Halvor Egner Granerud has won five consecutive ski jumping World Cup events this season - and heads to the Four Hills as a red-hot favourite
Halvor Egner Granerud has won five consecutive ski jumping World Cup events this season - and heads to the Four Hills as a red-hot favourite

By James Toney

Life and sport is all about being in the right place at the right time - fractions can be the difference between champ and chump and in ski jumping, life and death.

Halvor Egner Granerud knows the importance of timing all too well, as the latest superstar off the ever-rolling production line of Norwegian winter sport.

Last year he was working shifts in a children's nursery in Trondheim, this season he has claimed five straight ski jumping World Cup victories and guided Norway to a third consecutive ski flying team world title.

In a sport of gravity defying high-flyers, the unassuming 24-year-old suddenly finds himself in rather rarified air, with just over a year to the Winter Olympics in Beijing.

He arrives at his sport’s fabled Four Hills tournament with his reputation burnished.

Granerud’s five in a row moved him ahead of Norwegian ski jumping legends Espen Bredesen, the 1994 Olympic champion, and Ole Bremseth, a former world gold medallist, who only ever managed four.

And now more history beckons, as he seeks to become the first Norwegian to win the Four Hills title since Anders Jacobsen 14 years ago.

In the days ahead competitions will take place in Oberstdorf, Garmisch-Partenkirchen and Innsbruck, with the concluding event at Bischofshofen on Epiphany.

But it could be said Granerud's moment of a sudden and great revelation has already been achieved, whatever unfolds.

Usually 40,000 frigid and fervent fans are in attendance, the silent backdrop to this year's competition just a reminder of another Christmas tradition on hiatus.

Since the Four Hills began in 1953 only three jumpers have completed the ‘Grand Slam’. Sven Hannawald was the first in 2002 while Poland’s Kamil Stock completed the sweep in 2018, followed by Japan’s Ryoyu Kobayashi 12 months later.

"Last year I was competing on the Continental Cup and that didn't really pay the bills, I only made two World Cups and finished 31st and 23rd.
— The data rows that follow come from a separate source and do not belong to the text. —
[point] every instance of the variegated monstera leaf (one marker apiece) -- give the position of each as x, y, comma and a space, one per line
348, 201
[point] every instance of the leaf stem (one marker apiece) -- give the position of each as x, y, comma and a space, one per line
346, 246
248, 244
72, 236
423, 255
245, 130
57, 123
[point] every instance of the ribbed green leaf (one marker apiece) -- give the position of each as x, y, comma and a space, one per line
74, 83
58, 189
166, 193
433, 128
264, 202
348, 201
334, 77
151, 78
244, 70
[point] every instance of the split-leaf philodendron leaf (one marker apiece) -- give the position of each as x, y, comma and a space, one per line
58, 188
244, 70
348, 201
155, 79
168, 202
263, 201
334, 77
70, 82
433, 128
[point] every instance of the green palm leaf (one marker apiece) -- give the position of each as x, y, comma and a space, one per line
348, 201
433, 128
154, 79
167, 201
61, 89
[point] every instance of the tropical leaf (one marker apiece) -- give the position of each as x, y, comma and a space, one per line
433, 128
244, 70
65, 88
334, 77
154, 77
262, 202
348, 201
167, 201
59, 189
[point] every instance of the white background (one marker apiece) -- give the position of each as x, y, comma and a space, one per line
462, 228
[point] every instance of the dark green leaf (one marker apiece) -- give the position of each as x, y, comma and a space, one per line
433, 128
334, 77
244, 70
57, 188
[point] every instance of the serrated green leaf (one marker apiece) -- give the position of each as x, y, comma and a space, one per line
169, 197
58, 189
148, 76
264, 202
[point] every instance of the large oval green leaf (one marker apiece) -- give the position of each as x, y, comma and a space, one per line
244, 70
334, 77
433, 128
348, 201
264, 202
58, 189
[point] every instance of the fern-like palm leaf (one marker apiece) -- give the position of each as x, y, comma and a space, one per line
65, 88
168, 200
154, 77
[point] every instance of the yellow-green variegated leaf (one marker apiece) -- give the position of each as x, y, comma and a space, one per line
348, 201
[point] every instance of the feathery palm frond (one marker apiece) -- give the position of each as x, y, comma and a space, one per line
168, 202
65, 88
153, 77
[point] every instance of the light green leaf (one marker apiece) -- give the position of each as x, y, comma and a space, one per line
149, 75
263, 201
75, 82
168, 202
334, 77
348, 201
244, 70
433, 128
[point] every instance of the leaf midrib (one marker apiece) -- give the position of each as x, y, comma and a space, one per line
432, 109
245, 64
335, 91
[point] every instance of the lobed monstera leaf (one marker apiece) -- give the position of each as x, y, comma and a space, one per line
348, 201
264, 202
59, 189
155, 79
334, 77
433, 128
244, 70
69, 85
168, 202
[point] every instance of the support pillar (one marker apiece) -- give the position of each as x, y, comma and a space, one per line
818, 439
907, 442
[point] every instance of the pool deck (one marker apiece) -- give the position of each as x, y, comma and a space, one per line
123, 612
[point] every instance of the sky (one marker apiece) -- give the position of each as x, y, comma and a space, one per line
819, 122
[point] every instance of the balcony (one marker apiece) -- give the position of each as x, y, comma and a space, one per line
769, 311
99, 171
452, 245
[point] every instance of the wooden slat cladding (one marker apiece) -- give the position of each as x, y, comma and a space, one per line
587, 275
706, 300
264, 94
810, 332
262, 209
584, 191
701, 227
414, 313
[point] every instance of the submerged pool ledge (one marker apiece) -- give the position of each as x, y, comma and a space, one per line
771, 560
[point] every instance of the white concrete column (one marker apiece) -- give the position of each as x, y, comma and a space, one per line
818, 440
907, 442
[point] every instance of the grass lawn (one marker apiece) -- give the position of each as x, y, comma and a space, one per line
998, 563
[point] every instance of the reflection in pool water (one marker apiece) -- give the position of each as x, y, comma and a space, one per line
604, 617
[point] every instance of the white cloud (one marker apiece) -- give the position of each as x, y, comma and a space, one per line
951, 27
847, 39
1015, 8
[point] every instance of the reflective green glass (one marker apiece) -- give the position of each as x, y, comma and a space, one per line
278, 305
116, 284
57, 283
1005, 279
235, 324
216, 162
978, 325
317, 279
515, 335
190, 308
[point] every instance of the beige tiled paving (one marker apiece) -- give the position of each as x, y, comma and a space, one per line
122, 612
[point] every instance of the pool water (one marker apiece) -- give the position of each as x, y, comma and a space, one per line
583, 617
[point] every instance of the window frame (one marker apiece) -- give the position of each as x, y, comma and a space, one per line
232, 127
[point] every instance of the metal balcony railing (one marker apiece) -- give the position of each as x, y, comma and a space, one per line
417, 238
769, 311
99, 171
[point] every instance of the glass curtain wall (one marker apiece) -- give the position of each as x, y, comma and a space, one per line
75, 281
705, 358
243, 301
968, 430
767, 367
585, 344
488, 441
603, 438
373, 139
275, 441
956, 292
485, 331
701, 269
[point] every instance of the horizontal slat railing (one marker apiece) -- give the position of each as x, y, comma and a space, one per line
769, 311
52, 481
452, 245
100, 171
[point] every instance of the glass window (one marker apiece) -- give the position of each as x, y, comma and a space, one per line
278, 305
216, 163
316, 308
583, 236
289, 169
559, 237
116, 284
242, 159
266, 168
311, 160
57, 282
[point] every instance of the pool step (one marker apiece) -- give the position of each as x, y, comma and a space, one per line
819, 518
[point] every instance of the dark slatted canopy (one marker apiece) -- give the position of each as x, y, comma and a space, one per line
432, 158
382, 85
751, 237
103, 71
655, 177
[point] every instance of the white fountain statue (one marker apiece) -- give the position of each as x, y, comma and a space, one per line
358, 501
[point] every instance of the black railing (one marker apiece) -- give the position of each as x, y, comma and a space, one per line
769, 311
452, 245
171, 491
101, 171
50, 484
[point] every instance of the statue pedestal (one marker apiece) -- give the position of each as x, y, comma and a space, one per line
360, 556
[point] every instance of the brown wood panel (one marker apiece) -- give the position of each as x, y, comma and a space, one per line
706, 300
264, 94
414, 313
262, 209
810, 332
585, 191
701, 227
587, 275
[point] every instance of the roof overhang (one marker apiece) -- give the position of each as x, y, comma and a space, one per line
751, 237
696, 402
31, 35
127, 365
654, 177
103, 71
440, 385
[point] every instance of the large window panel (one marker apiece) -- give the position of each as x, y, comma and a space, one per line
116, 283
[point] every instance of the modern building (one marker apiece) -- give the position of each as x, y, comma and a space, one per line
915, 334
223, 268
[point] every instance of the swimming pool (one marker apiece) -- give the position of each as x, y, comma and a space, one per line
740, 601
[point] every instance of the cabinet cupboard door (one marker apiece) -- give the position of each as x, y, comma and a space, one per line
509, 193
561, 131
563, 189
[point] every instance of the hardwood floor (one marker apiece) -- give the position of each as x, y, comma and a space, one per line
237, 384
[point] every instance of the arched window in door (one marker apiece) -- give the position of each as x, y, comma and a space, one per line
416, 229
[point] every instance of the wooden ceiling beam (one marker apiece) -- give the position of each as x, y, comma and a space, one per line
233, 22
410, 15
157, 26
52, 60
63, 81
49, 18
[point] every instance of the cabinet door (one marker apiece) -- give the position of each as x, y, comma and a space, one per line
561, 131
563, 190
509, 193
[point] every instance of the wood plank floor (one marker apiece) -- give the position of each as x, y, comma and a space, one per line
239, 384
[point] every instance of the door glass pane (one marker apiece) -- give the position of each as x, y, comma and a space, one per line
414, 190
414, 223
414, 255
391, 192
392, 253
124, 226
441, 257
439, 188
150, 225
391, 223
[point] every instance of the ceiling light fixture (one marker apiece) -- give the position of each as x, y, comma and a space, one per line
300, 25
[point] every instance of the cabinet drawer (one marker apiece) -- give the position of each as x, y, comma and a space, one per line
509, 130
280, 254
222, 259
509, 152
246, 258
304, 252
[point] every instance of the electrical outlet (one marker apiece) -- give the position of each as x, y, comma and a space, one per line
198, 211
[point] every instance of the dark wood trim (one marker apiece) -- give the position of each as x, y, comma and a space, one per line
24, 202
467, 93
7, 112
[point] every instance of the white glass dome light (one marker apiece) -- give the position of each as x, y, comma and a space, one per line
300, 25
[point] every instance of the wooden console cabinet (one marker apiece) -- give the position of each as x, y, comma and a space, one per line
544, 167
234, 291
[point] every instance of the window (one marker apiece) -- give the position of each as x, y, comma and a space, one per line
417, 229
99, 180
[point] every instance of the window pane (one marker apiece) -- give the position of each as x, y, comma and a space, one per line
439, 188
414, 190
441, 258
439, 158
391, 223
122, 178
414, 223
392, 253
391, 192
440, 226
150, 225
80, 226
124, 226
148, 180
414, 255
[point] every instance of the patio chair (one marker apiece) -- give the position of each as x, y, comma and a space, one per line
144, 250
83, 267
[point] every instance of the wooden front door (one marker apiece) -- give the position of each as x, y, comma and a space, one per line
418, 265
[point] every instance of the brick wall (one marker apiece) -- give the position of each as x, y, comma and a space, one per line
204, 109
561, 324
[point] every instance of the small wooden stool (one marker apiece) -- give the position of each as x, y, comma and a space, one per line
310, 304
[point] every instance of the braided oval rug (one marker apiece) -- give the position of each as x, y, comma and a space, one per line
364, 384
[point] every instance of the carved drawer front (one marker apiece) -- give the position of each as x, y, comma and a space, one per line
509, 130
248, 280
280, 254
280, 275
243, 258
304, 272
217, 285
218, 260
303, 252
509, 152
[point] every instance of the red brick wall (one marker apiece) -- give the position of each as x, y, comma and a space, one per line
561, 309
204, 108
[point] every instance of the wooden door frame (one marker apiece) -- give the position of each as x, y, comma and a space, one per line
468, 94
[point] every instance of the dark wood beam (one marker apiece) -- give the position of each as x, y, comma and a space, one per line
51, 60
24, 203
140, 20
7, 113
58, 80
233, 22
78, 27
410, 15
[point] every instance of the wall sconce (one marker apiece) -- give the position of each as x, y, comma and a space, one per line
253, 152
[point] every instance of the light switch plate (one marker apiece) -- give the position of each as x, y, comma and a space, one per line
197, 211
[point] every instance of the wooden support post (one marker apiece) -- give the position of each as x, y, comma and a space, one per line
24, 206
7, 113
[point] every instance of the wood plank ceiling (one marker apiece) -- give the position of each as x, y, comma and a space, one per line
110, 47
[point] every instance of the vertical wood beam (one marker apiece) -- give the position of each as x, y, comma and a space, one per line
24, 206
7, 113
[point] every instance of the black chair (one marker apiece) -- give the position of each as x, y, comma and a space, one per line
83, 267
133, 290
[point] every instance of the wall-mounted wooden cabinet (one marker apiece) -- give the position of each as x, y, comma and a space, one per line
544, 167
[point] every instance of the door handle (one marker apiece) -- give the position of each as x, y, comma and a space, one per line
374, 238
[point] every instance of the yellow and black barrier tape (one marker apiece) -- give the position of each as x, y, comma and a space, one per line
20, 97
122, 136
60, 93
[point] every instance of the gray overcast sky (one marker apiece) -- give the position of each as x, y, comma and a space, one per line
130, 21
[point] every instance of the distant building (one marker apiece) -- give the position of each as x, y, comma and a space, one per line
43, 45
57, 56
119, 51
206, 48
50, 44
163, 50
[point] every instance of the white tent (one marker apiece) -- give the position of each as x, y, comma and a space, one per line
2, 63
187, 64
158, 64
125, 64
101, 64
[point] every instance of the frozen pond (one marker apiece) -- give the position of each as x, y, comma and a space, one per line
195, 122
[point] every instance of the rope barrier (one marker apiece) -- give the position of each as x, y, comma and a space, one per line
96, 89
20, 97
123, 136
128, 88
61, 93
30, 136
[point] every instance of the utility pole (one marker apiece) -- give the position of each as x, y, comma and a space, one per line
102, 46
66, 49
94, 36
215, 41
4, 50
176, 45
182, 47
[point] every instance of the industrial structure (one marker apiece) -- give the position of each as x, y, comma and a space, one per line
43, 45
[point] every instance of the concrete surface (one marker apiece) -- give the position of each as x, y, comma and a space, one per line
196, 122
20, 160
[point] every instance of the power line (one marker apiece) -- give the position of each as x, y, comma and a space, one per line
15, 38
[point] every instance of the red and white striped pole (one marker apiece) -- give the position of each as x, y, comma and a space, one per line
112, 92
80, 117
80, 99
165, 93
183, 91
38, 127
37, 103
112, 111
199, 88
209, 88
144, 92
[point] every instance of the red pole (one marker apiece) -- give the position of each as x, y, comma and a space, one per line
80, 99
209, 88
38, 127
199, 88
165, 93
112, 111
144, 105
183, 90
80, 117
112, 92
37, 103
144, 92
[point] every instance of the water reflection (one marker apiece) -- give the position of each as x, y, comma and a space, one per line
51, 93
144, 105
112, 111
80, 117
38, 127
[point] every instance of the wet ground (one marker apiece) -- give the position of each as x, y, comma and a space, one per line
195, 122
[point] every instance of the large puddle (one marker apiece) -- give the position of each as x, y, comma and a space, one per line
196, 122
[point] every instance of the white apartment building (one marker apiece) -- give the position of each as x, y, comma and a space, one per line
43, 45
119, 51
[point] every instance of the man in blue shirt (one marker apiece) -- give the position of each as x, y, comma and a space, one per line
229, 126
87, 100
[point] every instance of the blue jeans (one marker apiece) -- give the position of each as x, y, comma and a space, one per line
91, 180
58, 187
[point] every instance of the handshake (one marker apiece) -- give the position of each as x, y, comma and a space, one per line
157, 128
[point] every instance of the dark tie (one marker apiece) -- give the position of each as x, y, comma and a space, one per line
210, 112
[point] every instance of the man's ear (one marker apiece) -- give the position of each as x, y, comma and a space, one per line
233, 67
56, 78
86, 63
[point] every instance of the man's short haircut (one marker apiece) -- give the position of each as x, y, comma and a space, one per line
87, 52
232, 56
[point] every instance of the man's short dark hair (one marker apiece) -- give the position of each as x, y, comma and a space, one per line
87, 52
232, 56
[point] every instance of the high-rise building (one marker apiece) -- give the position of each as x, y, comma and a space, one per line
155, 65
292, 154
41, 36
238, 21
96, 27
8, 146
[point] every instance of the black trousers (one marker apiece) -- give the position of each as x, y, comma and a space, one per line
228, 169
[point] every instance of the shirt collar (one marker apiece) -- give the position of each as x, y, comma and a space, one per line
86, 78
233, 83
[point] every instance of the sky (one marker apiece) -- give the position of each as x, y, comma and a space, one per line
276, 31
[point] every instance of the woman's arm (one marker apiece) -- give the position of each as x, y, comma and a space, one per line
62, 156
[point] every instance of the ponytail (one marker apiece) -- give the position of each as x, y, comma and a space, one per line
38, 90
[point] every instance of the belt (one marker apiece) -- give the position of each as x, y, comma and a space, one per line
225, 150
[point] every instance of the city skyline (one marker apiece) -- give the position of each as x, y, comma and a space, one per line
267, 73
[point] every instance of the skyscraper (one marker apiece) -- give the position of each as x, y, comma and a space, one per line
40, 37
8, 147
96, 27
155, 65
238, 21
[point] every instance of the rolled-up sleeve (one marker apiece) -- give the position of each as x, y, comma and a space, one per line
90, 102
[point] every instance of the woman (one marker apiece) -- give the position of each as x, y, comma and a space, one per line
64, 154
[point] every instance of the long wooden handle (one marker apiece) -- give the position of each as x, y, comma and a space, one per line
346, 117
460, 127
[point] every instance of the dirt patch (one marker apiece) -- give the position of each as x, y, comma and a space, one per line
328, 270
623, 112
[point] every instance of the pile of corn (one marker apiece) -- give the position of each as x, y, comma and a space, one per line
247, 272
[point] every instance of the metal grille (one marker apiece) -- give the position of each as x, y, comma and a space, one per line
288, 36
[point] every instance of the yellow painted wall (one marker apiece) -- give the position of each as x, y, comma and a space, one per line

This year ... well it's certainly been different," says Granerud.

"I've been living off savings for too long but everything has turned upside down this year.

"I've worked really hard on the mental side of my jumping. I just feel like I've got much more control than ever before.

"I visualise big jumps and I've learned to make fun of the thoughts so they give me more focus.

"People look at this season and think I must have done something magical - it's more been a case of rebuilding everything and lots of hard work."

Back home they are already talking of his Olympic credentials, Norwegians won the first seven 'big hill' competitions staged at the Games but haven't seen one of their jumpers take gold in the showpiece since Toralf Engan in 1964. And that really is 58 years of hurt.

Granerud certainly isn't looking that far ahead, ticking off targets one giant leap at a time being his somewhat predictable mantra.

Six in a row at Oberstdorf would put him in another club, alongside the likes of Kobayashi, Thomas Morgenstern and Janne Ahonen, Hall of Famers in a sport famously described as 'falling with style'.

"It would be cool to be part of that company, I certainly don't lack for any extra motivation," he added.

Ski jumping is something of a religion in Norway, though Granerud still has some way to go to be mentioned in the same reverential tones as compatriot Ole Einar Bjorndalen, the eight time Olympic champion in biathlon.

Indeed he's not even the most famous person in his family, his late great grandfather Torbjorn Egner wrote the children's classic 'Hakkebakkeskogen'.

"In my family it will take at least a couple of Olympic golds to even get mentioned in the same sentence," he jokes.

More success in the days ahead and that will surely start to change.